This week we feature Editor’s Picks by Sephorah Zaman, PhD., a Science Editor for JoVE's Neuroscience section. Before JoVE, Dr. Zaman worked as a postdoc in a neuroscience lab at Columbia University.
Dr. Zaman: It is a widely accepted notion in biology that the structure of bio-molecules usually affects their function. Proteins are no exception. However, when a protein is made, it exists in linear form with no particular shape. In order to perform its function, the protein must fold into a very precise three-dimensional structure. The protein folding phenomenon has fascinated me ever since when I was an undergrad I read that out of an almost infinite number of possibilities, the protein must fold into the one correct three-dimensional structure that allows it to perform its function. Further, improperly folded proteins can lead to many human diseases ranging from allergies to Alzheimer's. Thus, protein folding is a vital area of research.
Pick 1 — "Analyzing Protein Dynamics Using Hydrogen Exchange Mass Spectrometry"
Dr. Zaman: To understand how this technique works, think about a ball of wool that has been placed in colored dye. Afterward, if you unravel the yarn, some parts of the wool will be colored and some wont, because parts of it (that are on the inside) were protected from the dye due to the structure of the yarn. If the shape of the yarn changes, then the pattern of protection will change. Using biochemical methods, the authors in this video analyze protection from deuteron incorporation to understand how proteins fold, unfold and respond to their environment. I really like this video because it describes the entire experimental procedure from prepping the samples to data analysis and also includes troubleshooting tips.

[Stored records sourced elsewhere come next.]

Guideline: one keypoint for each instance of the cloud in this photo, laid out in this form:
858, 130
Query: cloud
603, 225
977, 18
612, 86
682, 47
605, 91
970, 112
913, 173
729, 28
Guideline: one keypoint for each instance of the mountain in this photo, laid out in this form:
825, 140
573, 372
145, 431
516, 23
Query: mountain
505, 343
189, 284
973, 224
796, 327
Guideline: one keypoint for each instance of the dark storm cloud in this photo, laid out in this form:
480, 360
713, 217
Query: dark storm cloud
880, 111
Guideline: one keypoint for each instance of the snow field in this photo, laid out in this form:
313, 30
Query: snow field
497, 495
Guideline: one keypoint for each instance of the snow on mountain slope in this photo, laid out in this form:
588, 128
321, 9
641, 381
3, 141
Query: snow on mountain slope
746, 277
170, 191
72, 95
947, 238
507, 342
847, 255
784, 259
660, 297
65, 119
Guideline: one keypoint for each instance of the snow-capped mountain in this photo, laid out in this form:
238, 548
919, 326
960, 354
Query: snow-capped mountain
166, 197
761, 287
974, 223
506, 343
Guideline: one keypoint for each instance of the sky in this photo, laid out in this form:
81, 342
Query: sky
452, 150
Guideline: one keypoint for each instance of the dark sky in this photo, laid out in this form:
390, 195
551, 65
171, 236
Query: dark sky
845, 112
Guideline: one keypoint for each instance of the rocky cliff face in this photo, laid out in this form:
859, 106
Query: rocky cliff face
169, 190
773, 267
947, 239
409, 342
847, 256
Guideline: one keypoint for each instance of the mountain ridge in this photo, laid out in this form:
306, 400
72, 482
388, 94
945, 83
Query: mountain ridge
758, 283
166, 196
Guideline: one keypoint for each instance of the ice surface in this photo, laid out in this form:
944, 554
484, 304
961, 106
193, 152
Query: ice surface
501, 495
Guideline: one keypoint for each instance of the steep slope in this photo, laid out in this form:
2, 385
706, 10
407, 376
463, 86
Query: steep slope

Dr. Zaman: When a protein does not fold correctly, it often loses its function. For example, if a protein required for motility is misfolded, then the results could be paralysis. In this video, the authors use behavioral assays in an intact animal as an indicator of protein misfolding. This approach is different because protein misfolding assays are traditionally done in vitro. Further, incorrectly folded proteins often do not end up in the right place in the cell. The authors use fluorescently labeled proteins to track misfolded proteins within the cell. Finally, sensitivity to protease (an enzyme that cleaves peptide bonds) is used to detect structural changes in the protein itself. In this way, this video looks at protein folding at three levels — at the molecular and cellular levels and at the level of the organism.
Pick 3 — "Rapid Generation of Amyloid from Native Proteins In vitro"
Dr. Zaman: In this video article, the authors describe a relatively straightforward technique to convert a protein into an amyloid. Amyloids are insoluble protein aggregates that share a common structure and have been implicated in many human diseases such as Parkinson’s. Being able to prepare amyloid from a protein is important because after preparing the amyloid, its characteristics can be determined leading to potentially clinical applications. For me, being able to see the applications of a technique are important because that it is what ultimately leads to an improvement in the quality of life.
Pick 4 — "Formation of Ordered Biomolecular Structures by the Self-assembly of Short Peptides"
Dr. Zaman: Here we come back to the basic question of what forces govern protein self-assembly. This study looks at how short stretches of amino acids, termed peptides, spontaneously self-assemble into ordered structures. The authors show how two peptides self-assemble to form structures that look like "beaded necklaces." I like this video because understanding how these molecular building blocks assemble not only furthers our understanding of the basic science behind the process but can also have applications in materials science, such as in developing vehicles for drug delivery.